The relevance is fairly obvious in my previous comments. See the child who knows of squirrels example. Here is an excerpt from the article that speaks for the relevance:

"For people, patching means education. And not the worker-prep kind of education where you learn how to be an obedient and productive office worker, but the kind that teaches the fundamentals of how things work—from physics to psychology, and from physiology to philosophy."

> Not sure that's unfair.

Many people grow up in terrible conditions and are never given a proper chance to acquire a decent education. It's not especially fair or helpful to insult them.

> What if there is no solution? What if "Idiocracy" was accurate? Or "Planet of the Apes"? Science "fiction" is rife with stories about how humanity ended up destroying itself, especially via technology. It's not like we haven't seen this coming for a long time.
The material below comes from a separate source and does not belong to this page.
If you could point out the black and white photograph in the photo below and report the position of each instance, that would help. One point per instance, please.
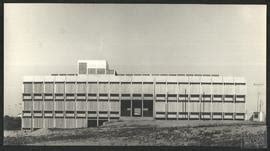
(135, 75)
Possibilities aren't definitive. Promoting hopelessness and fortune telling doesn't seem very appealing. It leads to negative outlooks and self-fulfilling prophecies that aren't in anyone's interest.

1 comments

> Many people grow up in terrible conditions and are never given a proper chance to acquire a decent education. It's not especially fair or helpful to insult them.

Hasn't it become painfully obvious by now that the upper class is full of "idiots" too? There's a kind of smug complacency that can arise from being comfortable. One is never forced to question one's assumptions.

You keep trying to pivot to poverty, but there's little reason to think that's the problem. I attended a well-regarded high school in a fairly wealthy suburb, and the ratio of "seat fillers" was about the same there as you'd see anywhere else. It just seems to be human nature, a normal distribution.

I'm not saying every education is the same. There are clearly better and worse schools. I'm saying that even when you give everyone in a group the same education, the results still tend to vary widely.

The reason I emphasize "seat fillers" is this: there are a lot of things you can teach a student by forced rote drilling. But it seems to me that critical thinking is uniquely not one of them. Isn't critical thinking the opposite of rote forced drilling? I wonder, then, how much critical thinking can even be taught to unreceptive students.